On many jet and turboprop aircraft, roll spoilers are used to assist the ailerons in banking, and therefore turning the plane. Roll spoilers are flat panels mounted on the upper wing surfaces, which deploy up into the slipstream on the down wing only, disturbing lift and thereby aiding the down wing aileron in effecting the turn.

Roll spoilers are interconnected with the ailerons, so as to perform in harmony with them. In many aircraft roll spoiler deployment is also regulated as a function of airspeed. For example, on the Dash-8 two roll spoilers deploy on each wing with aileron usage below 140 knots, but only one operates per wing above that airspeed.

The reason roll spoilers are required on many high-speed aircraft, is that they must operate under such high speed ranges -- these planes must resolve the aerodynamics of high speed cruise with the slow flight and high lift required for safe takeoffs and landings.

Planes can fly fastest with small, thin, low-camber swept wings with high wing loading, to minimize drag. Safe take-offs and landings, on the other hand, require high-camber, high lift wings, with low wing loading (and therefore high drag). In essence, two different airplanes are required, one that can go fast, and one that can get everybody off the ground in less than ten miles of runway!

This challenge is resolved through extensive use of those big flaps and leading edge devices (LEDs) you see on airliners, which effectively convert the wing of a jet from one shape to the other. The problem is that in order to make wing size (and drag) small for optimum cruise speeds, those high lift devices (LED's and flaps) must extend across as much of the wing's span as possible, for adequate low speed effectiveness.

With those big flaps installed, there's only so much room left on the wing for ailerons. Small ailerons may be fine for high speed cruise, but they're often too small for adequate roll response at low airspeeds, like at takeoff and landing times. One solution to this problem is to put multiple ailerons on each wing, separately activated as a function of airspeed. The other solution is to install roll spoilers to help the ailerons. The Boeing 767, for example, carries roll spoilers AND two ailerons per wing (the outboard ones are locked above 240 kts).
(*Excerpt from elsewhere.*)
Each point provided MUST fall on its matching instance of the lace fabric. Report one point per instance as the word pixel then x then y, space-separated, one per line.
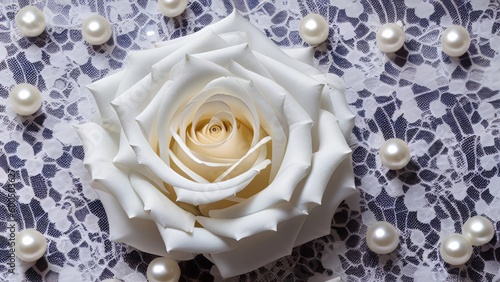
pixel 444 108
On a few aircraft types with very small wings, such as the Mitsubishi MU-2, the flaps must be so big to achieve reasonable landing speeds, that there's no room left on the wings for ailerons at all! So on MU-2s all roll control is done by roll spoilers. Since spoilers effect roll by destroying lift, crosswind techniques for such aircraft must be modified under marginal take-off and landing situations.